Ryan Nielsen, a nationally recognized professor of music at Utah Valley University, was pleased and proud when Brigham Young University-Idaho invited him to teach trumpet workshops and perform as a guest artist at a jazz festival on the Rexburg campus.
It felt so good to be invited back to the school where he had taught for more than a decade.
Last week, though, on the eve of the festival, Nielsen got an unexpected call from a faculty friend, saying that the invitation had been rescinded and that he was permanently banned from performing or teaching as a “speaker” at BYU-Idaho.
“It was really shocking,” Nielsen said in an interview. “I was shaking. It was just so sad to me.”
The reason for this last-minute rejection?
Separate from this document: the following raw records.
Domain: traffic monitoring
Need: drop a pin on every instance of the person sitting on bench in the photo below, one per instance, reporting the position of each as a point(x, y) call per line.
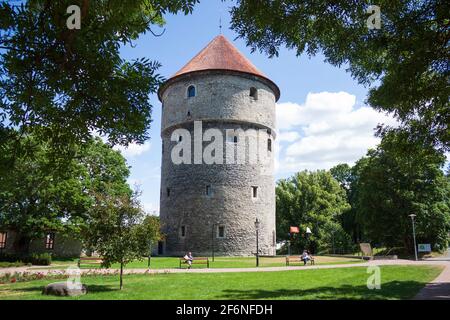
point(305, 257)
point(188, 259)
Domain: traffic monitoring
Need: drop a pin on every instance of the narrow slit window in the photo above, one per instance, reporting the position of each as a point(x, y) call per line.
point(50, 241)
point(254, 93)
point(191, 91)
point(255, 192)
point(3, 237)
point(221, 232)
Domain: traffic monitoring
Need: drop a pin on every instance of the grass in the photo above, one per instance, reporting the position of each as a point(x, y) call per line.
point(12, 264)
point(397, 282)
point(219, 262)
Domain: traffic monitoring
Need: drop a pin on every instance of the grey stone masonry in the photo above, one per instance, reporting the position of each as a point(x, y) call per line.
point(206, 207)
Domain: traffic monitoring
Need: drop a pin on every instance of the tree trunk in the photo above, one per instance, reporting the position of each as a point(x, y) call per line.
point(121, 275)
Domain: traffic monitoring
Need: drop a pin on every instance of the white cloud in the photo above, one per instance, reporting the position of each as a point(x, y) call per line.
point(133, 149)
point(326, 130)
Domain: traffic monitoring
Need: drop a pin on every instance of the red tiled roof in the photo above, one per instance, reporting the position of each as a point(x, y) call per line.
point(220, 54)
The faculty member told Nielsen it was because he had “been public about his faith transition.”
The trumpet teacher had given a lengthy online interview in 2020 about losing his belief and participation in The Church of Jesus Christ of Latter-day Saints, which owns BYU-Idaho.
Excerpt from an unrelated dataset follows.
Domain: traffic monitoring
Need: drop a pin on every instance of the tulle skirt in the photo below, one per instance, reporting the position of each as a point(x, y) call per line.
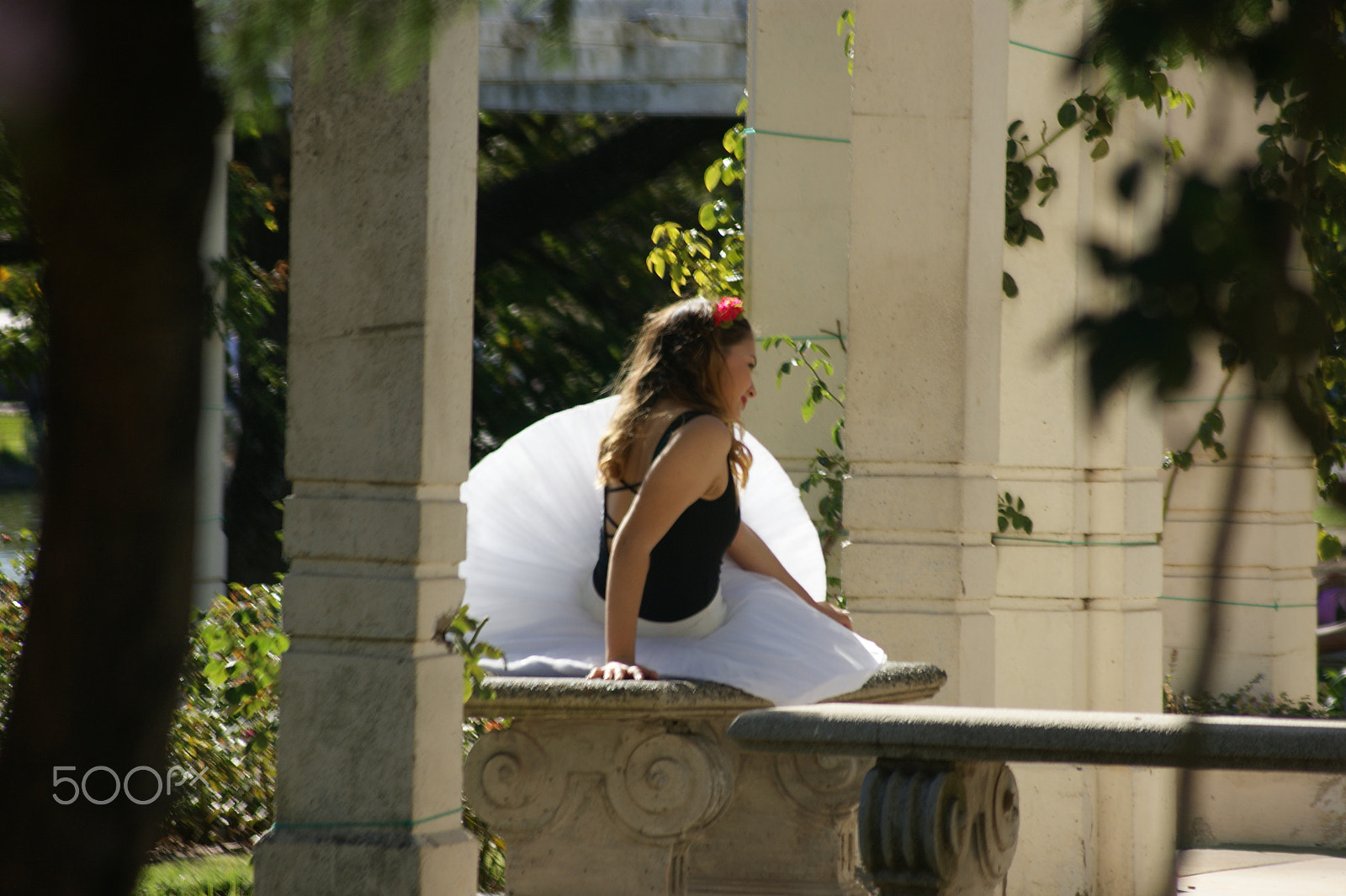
point(533, 528)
BYU-Idaho spokesperson Brett Crandall declined to comment on Nielsen’s banning or who decided to do it.
It’s hard to believe that the school didn’t know about his “Mormon Stories” interview, Nielsen said, when organizers asked him to be on the program.
Many in the Idaho community knew of his disbelief, he said, and still he had performed on the Rexburg campus several times after he left in 2018 and after the 2020 interview to take a job at Orem’s UVU.
In the recent case, Nielsen was told that when administrators submitted his name as a guest artist in November at the invitation, they “ran it up the chain and they all signed off on it.”
That’s why, he said, this shunning was so surprising.
Show of support
Nielsen said he believes that this directive was not initiated by the music department. Indeed, several faculty members received an email from a BYU-Idaho vice president, declaring it was his alone.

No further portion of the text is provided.